SaaSBoomi Panel: Bootstrap to PMF, Then Raise to Scale
A recent panel from SaaSBoomi advised Indian founders that bootstrapping builds crucial product discipline and customer empathy. The panelists suggested this path is ideal for reaching product-market fit. They argued that venture capital is most effective for acceleration once a startup has already established strong initial traction and a repeatable growth engine.
- The panel's advice is exemplified by SaaSBoomi co-founder Manav Garg, who started Eka Software Solutions in 2004 with his personal savings for the first year. Garg has stated that even after raising a $1 million seed round, the company funded its early growth primarily through customer revenue. - Girish Mathrubootham, the founder of Freshworks, started the company in 2010 and used a $40,000 prize from a startup challenge as "the oxygen supply for a bootstrapped company" to acquire its first 70 customers from four continents. This early global and inbound focus became a key differentiator. - Krish Subramanian and his co-founders bootstrapped their subscription billing platform, Chargebee, for the first 18 to 24 months.
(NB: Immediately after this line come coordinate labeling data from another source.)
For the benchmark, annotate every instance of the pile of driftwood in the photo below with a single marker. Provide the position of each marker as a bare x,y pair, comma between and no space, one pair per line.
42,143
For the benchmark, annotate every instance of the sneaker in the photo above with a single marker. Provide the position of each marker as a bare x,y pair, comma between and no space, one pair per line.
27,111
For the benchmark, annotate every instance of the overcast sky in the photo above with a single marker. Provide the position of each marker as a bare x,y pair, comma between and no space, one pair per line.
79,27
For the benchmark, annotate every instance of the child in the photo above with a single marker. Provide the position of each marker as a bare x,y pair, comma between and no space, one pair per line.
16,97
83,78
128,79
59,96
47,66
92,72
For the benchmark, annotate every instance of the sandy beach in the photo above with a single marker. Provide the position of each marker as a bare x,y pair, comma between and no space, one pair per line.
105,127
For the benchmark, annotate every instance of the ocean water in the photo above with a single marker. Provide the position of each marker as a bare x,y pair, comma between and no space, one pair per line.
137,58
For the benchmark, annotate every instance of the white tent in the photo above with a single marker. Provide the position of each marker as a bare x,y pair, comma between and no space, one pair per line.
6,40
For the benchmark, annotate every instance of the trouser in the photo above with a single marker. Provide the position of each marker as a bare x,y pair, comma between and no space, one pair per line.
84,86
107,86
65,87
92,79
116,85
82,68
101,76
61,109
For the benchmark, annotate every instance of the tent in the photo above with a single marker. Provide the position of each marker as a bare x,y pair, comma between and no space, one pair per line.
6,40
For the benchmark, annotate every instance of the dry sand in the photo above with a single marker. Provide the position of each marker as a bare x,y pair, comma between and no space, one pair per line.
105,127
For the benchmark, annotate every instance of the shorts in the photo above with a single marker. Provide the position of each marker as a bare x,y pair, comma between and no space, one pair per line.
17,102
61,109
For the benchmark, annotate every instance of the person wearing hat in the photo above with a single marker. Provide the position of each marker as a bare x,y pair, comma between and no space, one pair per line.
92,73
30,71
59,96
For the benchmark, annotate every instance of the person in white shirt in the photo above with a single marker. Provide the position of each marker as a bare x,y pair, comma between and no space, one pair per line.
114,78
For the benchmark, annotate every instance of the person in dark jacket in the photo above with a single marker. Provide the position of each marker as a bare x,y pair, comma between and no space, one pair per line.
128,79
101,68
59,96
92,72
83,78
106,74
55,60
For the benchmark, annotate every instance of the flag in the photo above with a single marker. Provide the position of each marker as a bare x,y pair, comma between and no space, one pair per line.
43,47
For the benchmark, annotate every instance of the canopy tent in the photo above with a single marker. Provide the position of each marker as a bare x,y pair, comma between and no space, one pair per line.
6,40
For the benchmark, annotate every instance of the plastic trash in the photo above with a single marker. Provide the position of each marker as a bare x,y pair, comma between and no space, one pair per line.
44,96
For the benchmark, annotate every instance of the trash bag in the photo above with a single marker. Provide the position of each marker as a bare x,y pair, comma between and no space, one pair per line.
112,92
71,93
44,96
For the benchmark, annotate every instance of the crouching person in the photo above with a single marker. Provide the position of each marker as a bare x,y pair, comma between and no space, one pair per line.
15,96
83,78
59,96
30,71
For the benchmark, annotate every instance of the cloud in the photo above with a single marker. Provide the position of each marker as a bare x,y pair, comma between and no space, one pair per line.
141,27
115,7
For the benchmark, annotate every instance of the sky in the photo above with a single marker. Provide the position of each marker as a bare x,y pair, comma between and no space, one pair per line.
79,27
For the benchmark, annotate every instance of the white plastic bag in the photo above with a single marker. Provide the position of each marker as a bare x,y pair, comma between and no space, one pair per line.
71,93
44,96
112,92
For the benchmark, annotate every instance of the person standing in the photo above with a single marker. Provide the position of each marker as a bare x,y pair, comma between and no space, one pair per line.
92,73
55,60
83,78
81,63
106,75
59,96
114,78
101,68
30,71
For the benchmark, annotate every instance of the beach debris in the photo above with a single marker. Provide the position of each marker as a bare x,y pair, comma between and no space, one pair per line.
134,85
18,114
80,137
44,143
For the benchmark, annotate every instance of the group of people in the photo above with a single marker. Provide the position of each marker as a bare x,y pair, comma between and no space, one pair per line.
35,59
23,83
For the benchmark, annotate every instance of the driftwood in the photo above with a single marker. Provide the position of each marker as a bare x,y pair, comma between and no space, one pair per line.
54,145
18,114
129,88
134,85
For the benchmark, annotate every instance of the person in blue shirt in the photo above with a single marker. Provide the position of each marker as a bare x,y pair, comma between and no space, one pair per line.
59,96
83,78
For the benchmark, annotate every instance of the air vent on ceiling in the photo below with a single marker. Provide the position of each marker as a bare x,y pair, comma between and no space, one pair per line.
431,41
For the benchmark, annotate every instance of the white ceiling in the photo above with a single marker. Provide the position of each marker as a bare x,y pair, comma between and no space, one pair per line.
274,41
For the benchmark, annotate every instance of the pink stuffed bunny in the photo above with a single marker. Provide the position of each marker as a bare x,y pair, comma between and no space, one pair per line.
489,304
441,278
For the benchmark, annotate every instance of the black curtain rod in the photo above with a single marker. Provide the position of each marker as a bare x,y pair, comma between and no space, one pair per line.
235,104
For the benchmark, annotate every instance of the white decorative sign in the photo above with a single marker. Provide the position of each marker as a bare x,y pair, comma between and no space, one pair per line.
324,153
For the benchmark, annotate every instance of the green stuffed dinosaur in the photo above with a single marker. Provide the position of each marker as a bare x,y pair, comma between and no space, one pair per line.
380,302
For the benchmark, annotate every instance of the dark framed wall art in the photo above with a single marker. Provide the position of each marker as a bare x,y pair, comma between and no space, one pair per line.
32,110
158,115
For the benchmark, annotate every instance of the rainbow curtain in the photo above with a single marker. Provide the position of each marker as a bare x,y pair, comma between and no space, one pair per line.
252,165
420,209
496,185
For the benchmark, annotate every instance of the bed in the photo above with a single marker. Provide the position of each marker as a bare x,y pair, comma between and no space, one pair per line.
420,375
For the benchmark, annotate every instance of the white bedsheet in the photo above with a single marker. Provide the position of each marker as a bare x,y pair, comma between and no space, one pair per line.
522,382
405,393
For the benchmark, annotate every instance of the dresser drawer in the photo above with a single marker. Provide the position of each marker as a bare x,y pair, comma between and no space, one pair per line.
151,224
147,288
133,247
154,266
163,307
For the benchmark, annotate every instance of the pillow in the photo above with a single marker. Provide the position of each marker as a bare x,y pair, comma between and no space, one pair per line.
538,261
Subramanian believes this period was critical for instilling a resourceful mindset and learning to use capital judiciously. - The broader Indian funding environment has shifted, with venture capitalists now placing a greater emphasis on sustainable growth and profitability over the "growth at all costs" mindset that characterized 2021. While early-stage funding has picked up, late-stage deals have declined. - The "bootstrap first" philosophy is a core tenet of the Indian SaaS community, with pioneers like Zoho Corp. scaling to over 80 million users and billions in revenue without ever taking external venture capital. - For founders building developer tools, a common path is starting with an open-source project that solves a personal pain point, as was the case with Requestly, a platform for testing and debugging web apps. - While VC funding can accelerate growth, data shows the top quartile of bootstrapped SaaS companies reach $1 million in Annual Recurring Revenue (ARR) only four months slower than their VC-backed peers. - The journey of CloudCherry, a customer experience management platform, illustrates the staged funding approach. The company raised a small seed round, followed by a $6 million Series A in 2016 and a $9 million round in 2018 to fuel global expansion after establishing product-market fit.